Chad Perkins, author of the valuable AE reference guide The After Effects Illusionist, is at it again with How to Cheat in After Effects. The focus here - somewhat like in that book - is on how to create some very cool results by tweaking with the usual settings of effects. The difference is that here it's organized into a series of mini-lessons, each of which fits on two facing pages with ample illustrations. So that book works as a reference guide, that you might want to pull off the shelf when you know roughly what you want to do but aren't sure how to get that result with the effects that ship with AE. Here, rather than a reference guide, what you get is a series of quick and easy recipes, that you could pull out and browse for inspiration, or try out one by one in hopes of picking up a new bag of tricks. It would also work as a quick reminder of how to achieve effects you once learned but don't do often enough to have memorized.
It should be noted this isn't really a how-to guide for beginners - since everything in here from the very first trick presumes a reader who knows how to do the basics such as working with layers and keyframing animations. In fact, a lot of the things he shows you how to do should be pretty familiar to most readers who are ready to follow along. If you've worked through Creating Motion Graphics with After Effects, for example, there's nothing here that's really new. What's novel, though, are the ways he puts to use these familiar techniques so as to achieve some fairly awesome effects. Some of them are more gimmicky than essential - but I was hooked from the very first lesson, which shows how to generate a fairly realistic looking fireball using basic effects. It's not all gimmicks, though, and I found his quick and cut to the chase approach to complex problems like color correction quite refreshing. It is much faster to work through than, say, Chris and Trish Meyer's Creating Motion Graphics with After Effects or Mark Christensen's Adobe After Effects CS5 Visual Effects and Compositing Studio Techniques, and what it lacks in depth and thorough explanation it makes up for in brevity and wit. I wouldn't suggest replacing either of those books with this one - since they go into a lot more detail about the inner workings of After Effects and in the long run that's essential - but for the reader who already has down the basics and really doesn't care how and why things work exactly, but just wants to quickly learn how to do lots of stuff, this would be an ideal guide.
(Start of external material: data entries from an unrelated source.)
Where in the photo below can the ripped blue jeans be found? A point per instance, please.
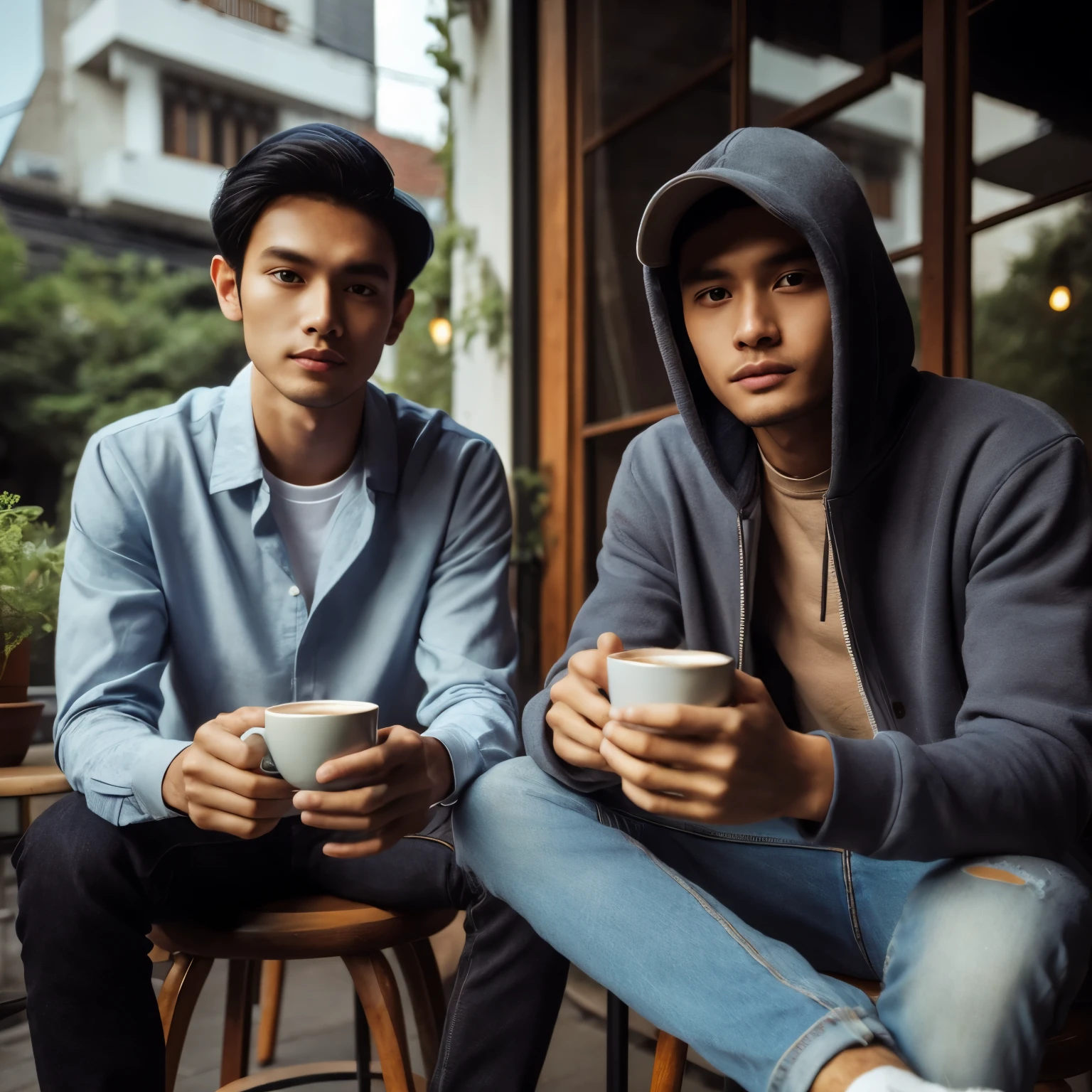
(721, 935)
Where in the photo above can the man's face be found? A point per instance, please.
(758, 316)
(316, 295)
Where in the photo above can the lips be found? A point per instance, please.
(762, 376)
(318, 360)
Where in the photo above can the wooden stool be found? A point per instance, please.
(1068, 1053)
(308, 928)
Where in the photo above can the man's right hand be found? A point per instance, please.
(579, 708)
(216, 783)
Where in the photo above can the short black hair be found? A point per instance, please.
(703, 212)
(326, 160)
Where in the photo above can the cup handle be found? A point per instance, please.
(267, 766)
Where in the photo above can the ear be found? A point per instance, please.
(228, 289)
(399, 318)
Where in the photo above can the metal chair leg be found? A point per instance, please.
(617, 1045)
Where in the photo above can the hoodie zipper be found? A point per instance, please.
(743, 590)
(845, 625)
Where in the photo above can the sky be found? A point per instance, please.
(407, 104)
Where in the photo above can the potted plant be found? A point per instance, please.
(30, 581)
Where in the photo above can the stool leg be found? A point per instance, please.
(235, 1059)
(270, 1020)
(363, 1045)
(670, 1064)
(379, 995)
(426, 997)
(178, 995)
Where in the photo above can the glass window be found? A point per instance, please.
(631, 60)
(1032, 282)
(1032, 104)
(626, 373)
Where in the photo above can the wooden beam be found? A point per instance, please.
(741, 65)
(638, 419)
(555, 319)
(946, 252)
(875, 75)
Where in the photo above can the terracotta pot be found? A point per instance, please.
(16, 674)
(18, 722)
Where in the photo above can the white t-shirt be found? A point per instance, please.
(303, 515)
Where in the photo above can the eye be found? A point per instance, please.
(717, 295)
(792, 279)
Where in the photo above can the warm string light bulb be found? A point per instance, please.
(1061, 299)
(439, 330)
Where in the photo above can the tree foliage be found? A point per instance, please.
(100, 340)
(1021, 344)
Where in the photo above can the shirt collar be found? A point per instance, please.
(236, 460)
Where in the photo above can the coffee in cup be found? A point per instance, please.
(301, 735)
(670, 676)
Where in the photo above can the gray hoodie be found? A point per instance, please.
(960, 519)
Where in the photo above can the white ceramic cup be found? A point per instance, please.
(301, 735)
(670, 676)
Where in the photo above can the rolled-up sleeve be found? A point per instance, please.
(466, 648)
(112, 640)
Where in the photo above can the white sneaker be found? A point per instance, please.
(894, 1079)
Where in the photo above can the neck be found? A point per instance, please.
(801, 446)
(305, 444)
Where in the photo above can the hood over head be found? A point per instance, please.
(806, 186)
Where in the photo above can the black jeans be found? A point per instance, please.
(90, 892)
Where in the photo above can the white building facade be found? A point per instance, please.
(143, 104)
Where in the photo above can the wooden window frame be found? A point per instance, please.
(945, 248)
Perkins starts out with a series of neat tricks like the dragon flame, and then moves on to manipulation of lights and cameras, and then to creative use of 3d objects (mostly generated in Photoshop), to compositing (with some very helpful sections on using Mocha), and quick animation techniques, and effects with light, several ways to use masks and shapes and particles, to a very helpful set of quick tutorials on color correction, and finally on how to create background layers. It may not be an essential guide to After Effects, but it's a very valuable guide that I know I'll go back to again and again for quick and easy primers on some fairly sophisticated processes.